Known primarily as the capital of the Assyrian empire, Niniveh, at the height of its power (9th-7th centuries BC) was even more powerful than Babylon itself. One of its kings, Sennacherib was especially proud that he captured Lachish, Judah's second largest city after Jerusalem while Hezekiah was king. Under the blows of two of its kings Tiglath Pileser III and Sargon II the northern kingdom of Israel ceased to exist in 720 BC. 

 

Niniveh's founding goes back to the prehistoric period when settlers belonging to what is known by archaeologists as the Hassuna culture first occupied the site around 5500 BC. The city is located on the Tigris River in northern Mesopotamia in the Assyrian heart land and today its ruins are surrounded by the urban sprawl of the modern Iraqi city of Mosul.  The biblical account of Niniveh's vast size is no exaggeration.  The area of the walled city is more than 1700 acres (7 km2) and its walls are 8 miles (12 km) long interrupted by fifteen enormous gates positioned more or less at regular intervals.  The entire length of the city's western wall and quays dropped down to the Tigris River, the international highway of the time.  It is likely that there was a suburb on the opposite bank of the river also protected by a wall, a defensive measure similar to that employed in Babylon. The Tigris River has slowly changed its course during the past two and a half millennia and now it flows about a mile to the west of its city walls through the modern Iraqi city of Mosul.The acropolis with the royal palaces, main temple buildings and the ziggurat was the focus of large scale excavations since the 1840s and all the treasures gracing several European museums today were looted from there.  The two main royal palaces discovered on the acropolis are those of Sennacherib and Ashurbanipal consisting of about one hundred rooms each.  The temples in the acropolis area served the most important gods of Niniveh: Ishtar, Ashur, Shamash, Sin, Nergal and Nabu. The goddess Ishtar was the traditional main deity of the city and her temple had undergone repeated renovations over the millennia. I show it here covered with bricks glazed with the blue lapis lazuli we know so well from the Ishtar Gate and the royal palace in Babylon. There was also the obligatory ziggurat on top of which perched a temple probably dedicated to Ishtar or Ashur.  Several luxurious gardens with exotic fruit trees imported from distant lands covered a large portion of the acropolis complete with pleasure pavilions and water canals.  

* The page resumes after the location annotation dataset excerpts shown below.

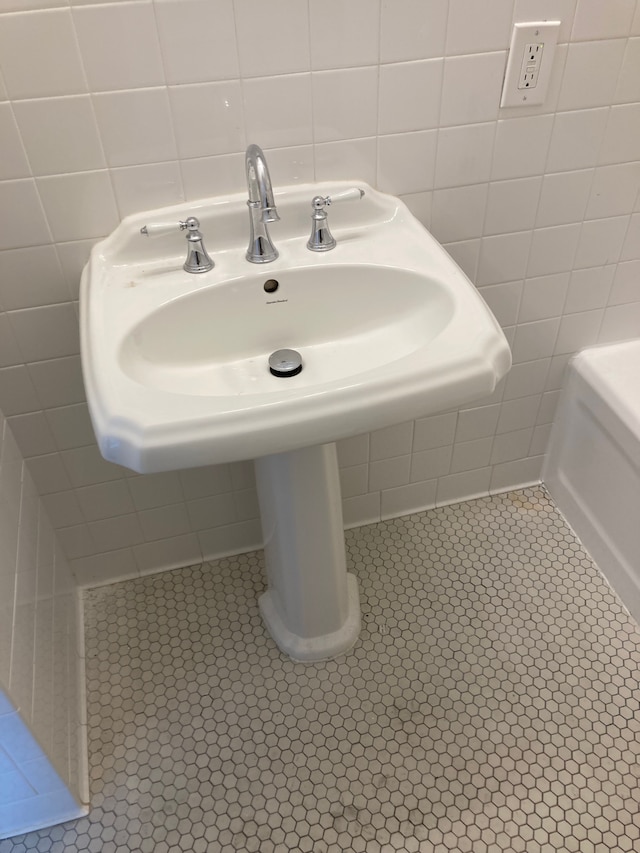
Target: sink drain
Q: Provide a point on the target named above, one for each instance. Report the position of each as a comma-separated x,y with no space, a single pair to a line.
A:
285,362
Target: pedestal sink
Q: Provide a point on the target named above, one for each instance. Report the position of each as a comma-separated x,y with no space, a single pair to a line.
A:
176,369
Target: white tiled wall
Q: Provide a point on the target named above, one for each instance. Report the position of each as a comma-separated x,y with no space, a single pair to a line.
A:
111,108
42,724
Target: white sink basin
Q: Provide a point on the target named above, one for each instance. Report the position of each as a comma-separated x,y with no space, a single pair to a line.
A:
176,364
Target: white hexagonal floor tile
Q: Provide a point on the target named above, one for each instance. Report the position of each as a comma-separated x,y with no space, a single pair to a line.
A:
492,703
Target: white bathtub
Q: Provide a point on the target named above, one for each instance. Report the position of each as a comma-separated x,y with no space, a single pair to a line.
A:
592,469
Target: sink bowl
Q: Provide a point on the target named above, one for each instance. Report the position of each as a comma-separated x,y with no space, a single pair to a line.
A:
176,365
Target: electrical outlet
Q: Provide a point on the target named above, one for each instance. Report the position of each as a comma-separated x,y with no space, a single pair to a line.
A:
529,64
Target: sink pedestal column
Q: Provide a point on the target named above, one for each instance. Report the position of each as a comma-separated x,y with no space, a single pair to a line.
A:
311,607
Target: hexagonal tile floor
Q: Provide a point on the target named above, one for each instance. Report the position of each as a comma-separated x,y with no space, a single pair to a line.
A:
491,703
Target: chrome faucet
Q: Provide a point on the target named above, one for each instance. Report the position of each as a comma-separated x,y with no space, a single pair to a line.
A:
262,207
198,259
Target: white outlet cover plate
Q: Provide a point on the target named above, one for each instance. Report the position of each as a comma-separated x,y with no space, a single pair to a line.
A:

Apart from spectacular artifacts retrieved from the buried palaces, 22,000 cuneiform tablets from Ashurbanipal's library also saw the light of day on topics ranging from literary compositions, astronomical and mathematical texts to records of divination, historical and economical texts offering us a glimpse into the world of ancient Assyria and beyond. The ironic reason these records survived is because Ashurbanipal's palace, where they were kept, was destroyed shortly following his reign amidst the overall destruction of the entire city by its former vassals, the Babylonians and Medes in the summer of 612 BC.  Niniveh never recovered from the blow and it was only partially occupied in the following centuries.

The details of this illustration are based on well documented facts as well as conjecture. The acropolis with the royal palaces and temples surrounded by fortification in the center of the image has been selectively excavated and we have a good idea of how the various structures were positioned in that large area. The Khosr River flowed past it on one side and a wide moat protected it on the other. Some of Niniveh's monumental gates survived to a certain height and have been reconstructed by the Iraqis as were the outer stone wall encircling the entire city.  Assyrian wall reliefs provide information of multi level defensive fortifications around royal places which I referenced here.  Several of such carvings depict elevated riverside quays made of burnt bricks protecting the walls and the inhabitants from the annual floods. I used those depictions here to create the look of the interface between the Tigris River and the city.  No doubt lively commercial activity took place here. The city is shown in this image in mid afternoon looking south-east.